One of the best and the worst things about iris is that they reproduce like crazy.  Especially in rainy years like we’ve had the last couple of years.  You can ignore the massive clump of green blades, but if you want more flowers, you have to divide the iris every few years.

A few facts:

July to September is iris dividing season. After bloom but give the roots some time to reestablish.

The roots of iris are called rhizomes…big clunky and ginger-like.  Photosynthesis occurs in the rhizome.  If the rhizome doesn’t get some light, the plant rarely blooms.

The fan (the leaves) that bloomed this year will never bloom again. So you can cut it off and throw it away.  Two buds on either side of this fan will send up their own leaves and bloom next year.   Those are what you’ll be replanting.

Giving away iris is like giving away zucchini in August. Some gardeners are thrilled but others run when they see you coming.

The two most important things to remember when replanting iris:

Good drainage.  Iris will handle drought and bad soil, but standing water rots them.

The rhizome needs to be slightly above soil level.

Now iris come in many colors and there are definitely fads.  This year no one can give away purple iris.  They’ve somehow become commonplace.  But I  brought a huge clump of white iris to a garden meeting and grown women were fighting over single rhizomes.  Go figure.  Fortunately, before digging from the mixed iris bed, we had used a permanent marker to write on the leaves the color of the flower.

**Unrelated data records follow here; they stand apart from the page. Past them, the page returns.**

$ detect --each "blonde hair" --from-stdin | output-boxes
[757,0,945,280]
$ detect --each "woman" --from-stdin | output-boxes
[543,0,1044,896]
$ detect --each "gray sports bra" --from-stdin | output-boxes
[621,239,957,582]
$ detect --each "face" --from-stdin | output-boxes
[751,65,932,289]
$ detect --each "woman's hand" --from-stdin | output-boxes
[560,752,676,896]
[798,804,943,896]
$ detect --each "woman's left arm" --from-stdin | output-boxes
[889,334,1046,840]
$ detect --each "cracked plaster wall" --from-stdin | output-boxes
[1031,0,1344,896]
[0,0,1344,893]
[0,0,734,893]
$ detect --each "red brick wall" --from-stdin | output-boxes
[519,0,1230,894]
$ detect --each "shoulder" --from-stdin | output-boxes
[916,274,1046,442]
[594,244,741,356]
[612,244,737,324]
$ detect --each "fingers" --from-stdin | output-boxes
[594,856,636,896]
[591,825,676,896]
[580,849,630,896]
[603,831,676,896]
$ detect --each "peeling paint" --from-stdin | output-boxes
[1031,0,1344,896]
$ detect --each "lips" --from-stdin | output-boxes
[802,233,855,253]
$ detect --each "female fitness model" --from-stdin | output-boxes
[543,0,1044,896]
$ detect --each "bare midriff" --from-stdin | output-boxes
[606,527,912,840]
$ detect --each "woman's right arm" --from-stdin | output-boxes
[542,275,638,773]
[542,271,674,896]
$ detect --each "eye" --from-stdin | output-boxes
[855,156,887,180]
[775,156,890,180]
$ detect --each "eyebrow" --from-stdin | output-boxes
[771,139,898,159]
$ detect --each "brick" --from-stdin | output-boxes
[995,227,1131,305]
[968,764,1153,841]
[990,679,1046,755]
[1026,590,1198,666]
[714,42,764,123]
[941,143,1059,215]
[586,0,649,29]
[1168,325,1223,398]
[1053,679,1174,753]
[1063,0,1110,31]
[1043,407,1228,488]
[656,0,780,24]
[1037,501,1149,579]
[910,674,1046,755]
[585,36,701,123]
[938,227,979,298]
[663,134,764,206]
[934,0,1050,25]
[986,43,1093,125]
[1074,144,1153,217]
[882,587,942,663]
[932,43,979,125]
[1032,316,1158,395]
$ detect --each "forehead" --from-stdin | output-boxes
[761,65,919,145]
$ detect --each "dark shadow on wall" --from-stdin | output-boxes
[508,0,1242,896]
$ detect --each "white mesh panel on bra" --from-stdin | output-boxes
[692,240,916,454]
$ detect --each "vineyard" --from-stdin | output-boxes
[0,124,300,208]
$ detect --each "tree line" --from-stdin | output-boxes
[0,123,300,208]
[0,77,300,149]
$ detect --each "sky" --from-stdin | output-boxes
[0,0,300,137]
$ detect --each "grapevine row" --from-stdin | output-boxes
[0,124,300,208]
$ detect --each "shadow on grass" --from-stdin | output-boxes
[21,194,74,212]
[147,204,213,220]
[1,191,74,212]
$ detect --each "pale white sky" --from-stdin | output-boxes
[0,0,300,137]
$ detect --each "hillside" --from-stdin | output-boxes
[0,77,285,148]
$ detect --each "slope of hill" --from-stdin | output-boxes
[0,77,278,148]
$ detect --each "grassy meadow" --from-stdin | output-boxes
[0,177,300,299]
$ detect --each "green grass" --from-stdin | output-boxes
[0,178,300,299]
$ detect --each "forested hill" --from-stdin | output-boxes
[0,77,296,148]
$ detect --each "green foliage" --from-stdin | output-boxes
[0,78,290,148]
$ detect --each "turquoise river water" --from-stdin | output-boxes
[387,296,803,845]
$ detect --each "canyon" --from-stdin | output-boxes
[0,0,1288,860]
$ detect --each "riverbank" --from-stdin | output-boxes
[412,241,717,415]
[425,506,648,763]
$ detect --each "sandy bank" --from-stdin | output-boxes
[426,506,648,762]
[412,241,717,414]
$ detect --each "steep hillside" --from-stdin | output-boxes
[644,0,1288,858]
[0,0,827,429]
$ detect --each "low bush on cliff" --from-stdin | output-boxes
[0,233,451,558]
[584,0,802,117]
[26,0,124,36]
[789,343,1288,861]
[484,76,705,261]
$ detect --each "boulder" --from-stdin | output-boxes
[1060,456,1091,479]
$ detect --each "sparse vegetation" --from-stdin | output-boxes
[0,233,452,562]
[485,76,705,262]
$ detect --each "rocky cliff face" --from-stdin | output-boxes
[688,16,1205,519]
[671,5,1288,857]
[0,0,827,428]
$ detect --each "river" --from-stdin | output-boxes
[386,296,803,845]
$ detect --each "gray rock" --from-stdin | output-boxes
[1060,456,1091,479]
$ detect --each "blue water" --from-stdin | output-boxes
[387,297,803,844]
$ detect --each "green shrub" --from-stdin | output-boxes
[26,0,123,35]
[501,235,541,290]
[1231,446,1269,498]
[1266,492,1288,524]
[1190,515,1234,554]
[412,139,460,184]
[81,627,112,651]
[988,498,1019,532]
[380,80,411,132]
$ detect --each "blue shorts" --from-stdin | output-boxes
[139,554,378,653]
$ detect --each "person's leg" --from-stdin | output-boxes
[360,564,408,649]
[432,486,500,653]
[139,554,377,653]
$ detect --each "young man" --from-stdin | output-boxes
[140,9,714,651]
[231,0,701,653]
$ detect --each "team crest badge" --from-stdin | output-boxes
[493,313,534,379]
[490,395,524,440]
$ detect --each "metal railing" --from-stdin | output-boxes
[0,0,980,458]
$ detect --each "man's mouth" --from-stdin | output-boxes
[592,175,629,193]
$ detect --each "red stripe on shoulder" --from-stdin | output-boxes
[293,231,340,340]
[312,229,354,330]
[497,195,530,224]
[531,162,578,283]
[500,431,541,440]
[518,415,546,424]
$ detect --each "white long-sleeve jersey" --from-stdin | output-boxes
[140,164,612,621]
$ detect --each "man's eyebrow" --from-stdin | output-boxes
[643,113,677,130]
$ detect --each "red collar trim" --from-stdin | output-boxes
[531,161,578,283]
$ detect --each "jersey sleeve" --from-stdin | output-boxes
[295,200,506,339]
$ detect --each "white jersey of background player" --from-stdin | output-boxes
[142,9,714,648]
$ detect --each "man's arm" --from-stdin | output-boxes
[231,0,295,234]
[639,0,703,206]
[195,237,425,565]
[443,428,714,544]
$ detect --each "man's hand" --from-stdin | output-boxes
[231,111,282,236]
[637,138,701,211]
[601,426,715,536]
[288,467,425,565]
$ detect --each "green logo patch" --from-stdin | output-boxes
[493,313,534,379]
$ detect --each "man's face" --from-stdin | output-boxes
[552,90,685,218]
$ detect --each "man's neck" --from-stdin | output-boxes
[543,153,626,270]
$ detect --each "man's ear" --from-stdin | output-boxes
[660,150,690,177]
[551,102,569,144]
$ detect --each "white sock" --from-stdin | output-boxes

It’s a bit of work but there is one awesome secret about iris that means you have to grow them.  They smell just like their color.  Purple iris smell like grape snowballs.  Yellow iris smell exactly as you’d think yellow should smell.  Apricot iris have a delicate sweet aroma. What a delight to plant a walkway with irises.

 

Photo credit txmg.org/elpaso/event/farmers-market-series-2014-07-26/

Art by Nancy Baker www.hear2heal.com/bearded-ladies-limited-edition-fine-art-iris-garden-nancy-baker-p-756.html

1 reply
  1. Nancy Beckham
    Nancy Beckham says:

    My grandmothers and my mother grew iris and I’ve grown iris since 1988 and we always divided our iris in November. We all live(d) in Alabama and that may have something to do with it. I think it’s too hot here to move iris in the summer. The temperature here will be in the upper nineties today and I believe that puts too much stress on the plants, not to mention the gardener. In early November it will be much cooler. The big question is, “What will I do with the extra iris from the last separation?” I didn’t have enough room in the iris bed for all of them, so I stuck them in pots. In two summers they have sent roots through the bottoms of the pots and into the ground and have tripled the sizes of the rhizomes. Anyone want some iris?